Later the ISPR had to clarify through a press release that under the law the army chief was not obliged to seek permission for conducting training exercises in any part of the country. The same year, the statement claimed, the government had given attractive jobs to AI-Zulfiqar (AZO) activists in Railways, PIA, Customs, KPT and immigration, excise, taxation and other departments, thus endangering the national security.
The AZO activists had been given training by India in sabotage, arson and bomb blasts, mass killings and other acts of terrorism, the statement said, adding the authentic record of these terrorists was available with all intelligence agencies. These matters were reported to the high-ups through normal command channels.
A general perception then prevailing among the common man, the statement said, was that the ruling party had got the mandate but lacked the vision to run the country.
In 1990, Brig Saeed said, the MQM had quit the ruling coalition and PPP workers resorted to taking revenge from MQM for their political betrayal through the use of force. The MQM reacted even more violently through their armed political workers. PPP, MQM, PPI, JI and JSM activists were relentlessly killing each other.
The daily death toll was 100-110. PSF, APMSO, IJT and JSQM had held activists of their rivals hostage and committed horrendous and inhuman atrocities on them like drilling holes in knee joints and burning their delicate parts with electric soldering machines.
Brig Saeed said he had held meetings with late MQM leaders Tariq Azeem, Dr lmran Farooq and Saleem Shahzad, Prof Ghafoor of JI, Dr Hameeda Khuhro and Mumtaz Bhotto of JSF, Abdul Waheed Aresar of JSQM and Mukhtar Awan of PPI and gave them a strong message that if they did not stop killing, arson and looting, the army would be forced to step in to restore peace.
Initially, the belligerent forces denied their involvement in the unlawful activities, but when irrefutable evidence of their crimes was produced, they took the warning more seriously. Within one week killings reduced drastically from 100-110 a day to 20-30, the statement said.
An exchange of prisoners of the belligerent sides was arranged and it took place at Karachi Corps HQ. All this was achieved through negotiations, the statement said, adding that not a single bullet was fired and nobody was kept in illegal confinement and no torture was committed to extract information.
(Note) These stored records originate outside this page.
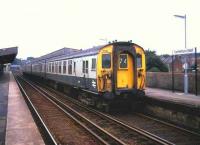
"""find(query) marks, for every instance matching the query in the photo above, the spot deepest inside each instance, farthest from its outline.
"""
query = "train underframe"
(100, 101)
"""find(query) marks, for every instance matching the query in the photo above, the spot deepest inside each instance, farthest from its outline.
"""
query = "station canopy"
(7, 55)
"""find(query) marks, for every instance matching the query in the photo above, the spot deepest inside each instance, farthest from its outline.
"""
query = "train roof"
(7, 55)
(67, 53)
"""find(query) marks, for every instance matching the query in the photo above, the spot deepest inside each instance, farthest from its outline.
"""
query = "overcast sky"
(38, 27)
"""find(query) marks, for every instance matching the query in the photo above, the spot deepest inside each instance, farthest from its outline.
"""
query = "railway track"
(169, 133)
(121, 131)
(62, 125)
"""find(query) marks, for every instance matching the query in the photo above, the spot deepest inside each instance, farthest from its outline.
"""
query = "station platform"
(189, 100)
(17, 126)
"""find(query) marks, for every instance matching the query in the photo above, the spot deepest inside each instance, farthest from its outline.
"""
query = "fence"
(163, 80)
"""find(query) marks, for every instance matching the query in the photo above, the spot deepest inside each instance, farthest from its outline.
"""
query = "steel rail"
(56, 102)
(169, 124)
(135, 129)
(49, 139)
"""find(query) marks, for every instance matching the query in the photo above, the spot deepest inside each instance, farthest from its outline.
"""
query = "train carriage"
(110, 71)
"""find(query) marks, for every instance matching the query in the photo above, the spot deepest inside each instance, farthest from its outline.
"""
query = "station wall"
(163, 80)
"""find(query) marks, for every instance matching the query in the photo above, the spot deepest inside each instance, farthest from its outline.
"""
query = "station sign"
(184, 51)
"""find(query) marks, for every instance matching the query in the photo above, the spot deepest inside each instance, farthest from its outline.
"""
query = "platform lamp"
(185, 69)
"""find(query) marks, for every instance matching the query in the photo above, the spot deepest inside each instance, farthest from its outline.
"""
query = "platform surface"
(21, 128)
(4, 85)
(176, 97)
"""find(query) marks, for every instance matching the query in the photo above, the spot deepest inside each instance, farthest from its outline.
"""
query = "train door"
(125, 71)
(85, 73)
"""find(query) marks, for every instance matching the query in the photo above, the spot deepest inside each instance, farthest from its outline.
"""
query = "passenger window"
(70, 67)
(93, 63)
(123, 61)
(74, 67)
(106, 61)
(60, 64)
(64, 67)
(139, 61)
(53, 67)
(85, 66)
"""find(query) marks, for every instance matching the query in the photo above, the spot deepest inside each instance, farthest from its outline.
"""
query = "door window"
(139, 61)
(85, 66)
(106, 60)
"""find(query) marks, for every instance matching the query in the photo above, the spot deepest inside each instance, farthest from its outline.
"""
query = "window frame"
(110, 61)
(140, 59)
(70, 67)
(120, 63)
(94, 63)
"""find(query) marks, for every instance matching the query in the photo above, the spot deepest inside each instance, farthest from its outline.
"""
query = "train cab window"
(86, 66)
(123, 61)
(139, 61)
(93, 64)
(106, 60)
(50, 67)
(69, 66)
(83, 68)
(64, 67)
(60, 64)
(53, 67)
(74, 67)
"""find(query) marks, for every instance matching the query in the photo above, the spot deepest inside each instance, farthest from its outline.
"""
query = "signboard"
(184, 51)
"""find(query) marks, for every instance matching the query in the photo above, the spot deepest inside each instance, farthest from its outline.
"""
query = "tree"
(154, 62)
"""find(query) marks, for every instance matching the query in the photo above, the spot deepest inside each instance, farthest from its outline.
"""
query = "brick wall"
(164, 80)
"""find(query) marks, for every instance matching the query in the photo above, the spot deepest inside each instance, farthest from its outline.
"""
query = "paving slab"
(4, 87)
(176, 97)
(21, 128)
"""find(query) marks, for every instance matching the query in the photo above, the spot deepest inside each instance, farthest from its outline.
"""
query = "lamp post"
(185, 65)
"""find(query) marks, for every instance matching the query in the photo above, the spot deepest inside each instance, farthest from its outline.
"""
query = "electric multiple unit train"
(109, 72)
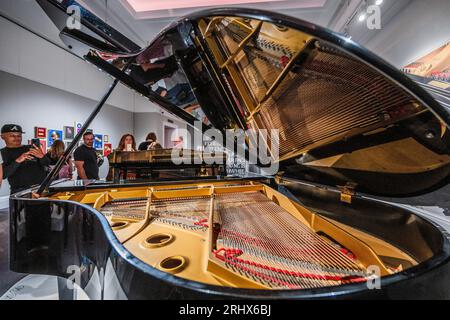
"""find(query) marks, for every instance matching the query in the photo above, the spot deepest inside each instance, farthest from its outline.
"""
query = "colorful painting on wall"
(69, 133)
(53, 135)
(98, 141)
(432, 69)
(40, 133)
(78, 126)
(107, 150)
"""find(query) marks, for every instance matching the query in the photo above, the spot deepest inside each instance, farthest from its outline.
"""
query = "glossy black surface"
(374, 103)
(50, 236)
(58, 237)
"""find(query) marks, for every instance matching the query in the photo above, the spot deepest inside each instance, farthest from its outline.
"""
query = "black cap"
(12, 128)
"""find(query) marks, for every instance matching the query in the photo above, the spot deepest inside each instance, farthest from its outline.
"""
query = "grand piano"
(351, 127)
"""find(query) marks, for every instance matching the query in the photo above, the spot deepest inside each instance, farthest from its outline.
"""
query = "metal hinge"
(347, 192)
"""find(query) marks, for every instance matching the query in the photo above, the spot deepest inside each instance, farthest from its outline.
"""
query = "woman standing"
(55, 153)
(150, 143)
(127, 144)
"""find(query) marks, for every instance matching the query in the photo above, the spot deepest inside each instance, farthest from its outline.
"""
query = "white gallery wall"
(32, 104)
(44, 85)
(419, 28)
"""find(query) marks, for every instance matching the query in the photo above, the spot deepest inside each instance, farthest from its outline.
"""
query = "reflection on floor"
(39, 287)
(15, 286)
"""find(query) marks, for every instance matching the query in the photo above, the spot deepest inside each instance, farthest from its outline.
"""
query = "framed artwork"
(98, 141)
(69, 133)
(78, 126)
(44, 145)
(67, 144)
(107, 150)
(40, 133)
(433, 69)
(52, 136)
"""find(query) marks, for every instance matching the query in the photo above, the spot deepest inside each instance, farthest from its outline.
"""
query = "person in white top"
(1, 169)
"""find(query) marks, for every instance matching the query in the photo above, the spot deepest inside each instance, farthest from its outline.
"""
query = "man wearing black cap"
(23, 166)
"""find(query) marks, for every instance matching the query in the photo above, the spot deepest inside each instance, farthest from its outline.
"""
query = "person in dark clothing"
(150, 143)
(86, 159)
(24, 166)
(1, 169)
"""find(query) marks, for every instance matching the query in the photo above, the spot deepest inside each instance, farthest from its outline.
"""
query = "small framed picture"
(69, 133)
(52, 136)
(40, 133)
(78, 126)
(98, 141)
(44, 145)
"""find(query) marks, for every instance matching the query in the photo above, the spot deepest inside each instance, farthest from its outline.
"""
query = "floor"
(21, 286)
(7, 277)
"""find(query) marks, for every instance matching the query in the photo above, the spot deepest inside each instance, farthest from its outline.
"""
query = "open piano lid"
(345, 117)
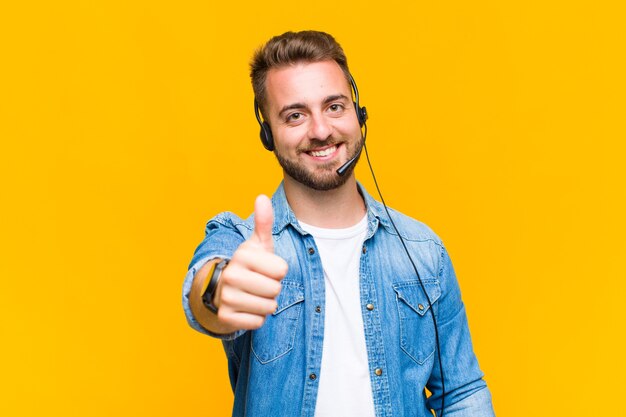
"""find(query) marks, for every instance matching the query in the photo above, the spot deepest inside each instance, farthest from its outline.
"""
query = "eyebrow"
(296, 106)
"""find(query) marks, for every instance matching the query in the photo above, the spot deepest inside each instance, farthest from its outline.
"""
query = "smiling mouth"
(324, 152)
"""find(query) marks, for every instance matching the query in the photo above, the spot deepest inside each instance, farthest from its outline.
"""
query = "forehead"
(305, 83)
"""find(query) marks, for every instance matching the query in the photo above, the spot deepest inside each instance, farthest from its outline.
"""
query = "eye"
(293, 117)
(335, 108)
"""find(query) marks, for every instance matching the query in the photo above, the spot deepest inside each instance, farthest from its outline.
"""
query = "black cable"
(432, 312)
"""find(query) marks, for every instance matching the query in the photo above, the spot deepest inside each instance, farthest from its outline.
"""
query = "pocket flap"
(291, 293)
(412, 294)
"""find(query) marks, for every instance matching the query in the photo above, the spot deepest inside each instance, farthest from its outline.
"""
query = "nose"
(319, 127)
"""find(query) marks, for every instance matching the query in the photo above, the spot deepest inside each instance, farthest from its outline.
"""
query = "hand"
(249, 285)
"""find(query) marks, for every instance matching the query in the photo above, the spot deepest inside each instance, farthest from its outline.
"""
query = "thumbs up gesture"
(249, 285)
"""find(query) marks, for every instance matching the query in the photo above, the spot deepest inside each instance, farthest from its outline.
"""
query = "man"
(318, 304)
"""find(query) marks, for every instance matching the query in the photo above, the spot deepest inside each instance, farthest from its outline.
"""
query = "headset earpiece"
(361, 112)
(266, 131)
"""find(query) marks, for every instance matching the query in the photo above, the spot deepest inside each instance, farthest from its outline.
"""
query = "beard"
(324, 177)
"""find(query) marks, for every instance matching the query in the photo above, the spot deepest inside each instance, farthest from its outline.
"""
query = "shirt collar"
(284, 216)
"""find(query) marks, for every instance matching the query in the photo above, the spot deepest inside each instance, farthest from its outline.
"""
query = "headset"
(361, 113)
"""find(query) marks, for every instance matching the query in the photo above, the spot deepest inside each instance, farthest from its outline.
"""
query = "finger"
(243, 302)
(251, 282)
(239, 320)
(264, 263)
(263, 222)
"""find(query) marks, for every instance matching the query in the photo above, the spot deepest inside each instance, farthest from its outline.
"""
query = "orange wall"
(126, 125)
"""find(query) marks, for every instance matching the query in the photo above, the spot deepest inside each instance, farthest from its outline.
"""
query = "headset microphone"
(344, 168)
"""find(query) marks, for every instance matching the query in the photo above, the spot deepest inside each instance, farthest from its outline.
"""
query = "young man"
(319, 305)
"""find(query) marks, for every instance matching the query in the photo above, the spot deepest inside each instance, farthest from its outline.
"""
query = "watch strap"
(212, 280)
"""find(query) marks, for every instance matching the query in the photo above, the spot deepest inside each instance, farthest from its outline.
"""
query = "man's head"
(292, 48)
(302, 85)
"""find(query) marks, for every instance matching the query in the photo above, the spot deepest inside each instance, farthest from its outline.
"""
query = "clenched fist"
(249, 285)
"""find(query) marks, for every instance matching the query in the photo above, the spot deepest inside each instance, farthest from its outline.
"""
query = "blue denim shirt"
(275, 370)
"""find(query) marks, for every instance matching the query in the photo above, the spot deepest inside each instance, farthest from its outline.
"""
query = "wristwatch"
(213, 278)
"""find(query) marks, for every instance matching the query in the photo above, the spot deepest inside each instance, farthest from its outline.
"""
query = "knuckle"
(226, 297)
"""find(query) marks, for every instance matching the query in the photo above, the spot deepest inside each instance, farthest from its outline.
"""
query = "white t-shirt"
(344, 385)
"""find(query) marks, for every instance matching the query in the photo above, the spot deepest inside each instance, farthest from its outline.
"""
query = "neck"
(334, 209)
At that time internal security had assumed greater importance.
Soon after, the provincial government launched a police operation against Urdu-speaking people in Pukka Qila, Hyderabad, on a day when the then prime minister and the army chief and Karachi Corps commander were abroad and army units were out for annual exercise.
Police killed dozens of men, women and children in the operation. The matter was reported to higher echelons. President Ishaq had ordered the army to intervene and stop the carnage. The station commander Hyderabad gathered about 300 soldiers from the personnel left behind for guard duties and reached the area and the police force was withdrawn.
After her return to Pakistan, premier Benazir Bhutto had issued a press statement saying that “the army had supplied POF-made weapons to Mohajirs” and that police had besieged Pukka Qila to recover these weapons.
When police were about to reach the cache in Pukka Qila, the army stepped in and took away the weapons in military vehicles.
Everybody was shocked by this statement.
After this mayhem, the MRC (Mohajir Rabita Committee) gave a press statement that they (Mohajirs) were being forced to look towards India for the protection of their rights. India readily responded to this call by stating that Mohajirs were India’s ex-citizens and India was obliged to ensure their safety and protection against state terrorism and genocide, the statement said, according to Brig Saeed.